Ige was more pointed than Aiona in his criticism of the BOE, arguing that it hasn’t done its part to engage with the public. He wonders why the board doesn’t hold hearings on the neighbor islands anymore, noting, “It’s clear the board hasn’t been open to community input.”

“People with broader connection and commitment to public education would’ve been important,” he said, referring to the board Gov. Neil Abercrombie appointed.

In particular, Ige questioned why the board brushed off the “very, very serious concerns” raised in a recent independent survey conducted among 160 of the state’s 255 DOE principals, including the widespread fear of retaliation for speaking out. 

The board renewed Superintendent Kathryn Matayoshi’s contract just days after a group of critics, citing the survey, formally called for a leadership overhaul at the department. Those critics include some of the people on the board of the new Education Institute of Hawaii. 

“If you believe, and I do, that principals and teachers at the school level (are) a key component for school transformation, then what does it say if your key leaders say the system isn’t working?” Ige said.

Gubernatorial candidate Sen. David Ige Morning Glass Coffee Manoa

State Sen. David Ige discussing education at Morning Glass Coffee in Manoa earlier this year.

PF Bentley/Civil Beat

Ige was noncommittal when asked about breaking the state up into separate school districts but said he would entertain the idea of shifting more funding responsibility to the counties.

Ige says the state should hold off on using the Common Core standards as benchmarks to which schools are held accountable. He agrees with the Gates Foundation’s call for a moratorium on the use of the Common Core in “high-stakes decisions” such as teacher evaluations, a recommendation that hasn’t resulted in a change locally. 

The former Senate Ways and Means Committee chairman said one of his main concerns about the current evaluation system is that it requires 15 times the resources than in the past but hasn’t been accompanied by the same amount of school-level support. He called the system “off-based.”

Still, Ige doesn’t regret his highly scrutinized decision to kill a series of key education-related proposals this year. The state, he reasoned, simply couldn’t afford to fulfill those promises, something he realized after the Council on Revenues’ downgraded forecast. The bills would’ve cost an additional $90 million, he said. 

That legislation included a bill that would have required the DOE to survey schools’ classroom needs and develop a “master cooling strategy.” 

“We can only do what we can afford, and on a lot of fronts we just couldn’t afford it,” Ige said, adding that his committee allocated more funding to the weighted student formula than the DOE and Abercrombie had requested. The Legislature gave the department $15 million for school-based budgeting rather than the $14 million included in the DOE’s supplementary budget request.

A legislative report from Ige’s committee, which was working on the bill when the funding level was adjusted, reads: “These funds go directly to schools to provide resources for students.  Your Committee reiterates its intent that all funds appropriated for the WSF be expended at the discretion of principals and that the use of the funds shall not be directed by the central office, district, or complex.”
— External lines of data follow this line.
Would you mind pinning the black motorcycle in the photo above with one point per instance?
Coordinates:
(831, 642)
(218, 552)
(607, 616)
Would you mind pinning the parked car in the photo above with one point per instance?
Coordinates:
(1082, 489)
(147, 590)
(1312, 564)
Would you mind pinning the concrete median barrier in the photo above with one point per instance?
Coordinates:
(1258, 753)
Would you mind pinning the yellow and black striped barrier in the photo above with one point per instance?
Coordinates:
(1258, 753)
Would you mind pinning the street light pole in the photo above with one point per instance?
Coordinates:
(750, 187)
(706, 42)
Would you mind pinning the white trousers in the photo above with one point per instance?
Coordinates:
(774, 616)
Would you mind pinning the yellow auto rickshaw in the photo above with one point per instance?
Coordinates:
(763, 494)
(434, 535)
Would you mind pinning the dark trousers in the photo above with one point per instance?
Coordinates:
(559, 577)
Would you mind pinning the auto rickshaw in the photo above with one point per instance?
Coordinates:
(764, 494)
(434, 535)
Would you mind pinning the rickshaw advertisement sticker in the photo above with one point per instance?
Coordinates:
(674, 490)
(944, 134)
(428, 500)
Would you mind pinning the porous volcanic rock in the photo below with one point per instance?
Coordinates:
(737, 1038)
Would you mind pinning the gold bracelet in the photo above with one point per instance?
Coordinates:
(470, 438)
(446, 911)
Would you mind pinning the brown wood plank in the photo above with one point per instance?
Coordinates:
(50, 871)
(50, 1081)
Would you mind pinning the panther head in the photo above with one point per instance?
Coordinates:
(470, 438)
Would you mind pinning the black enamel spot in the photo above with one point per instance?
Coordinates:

One specific reform Ige would implement is an opportunity for teachers to work year-round and be compensated for that time. Principals and state administrators, he pointed out, are some of the only DOE employees who have that option. Such work would include opportunities to design curriculum and mentor, he said. 

Ige’s three children graduated from private schools — two from Punahou and one from Iolani — after attending Pearl Ridge Elementary in their earlier years.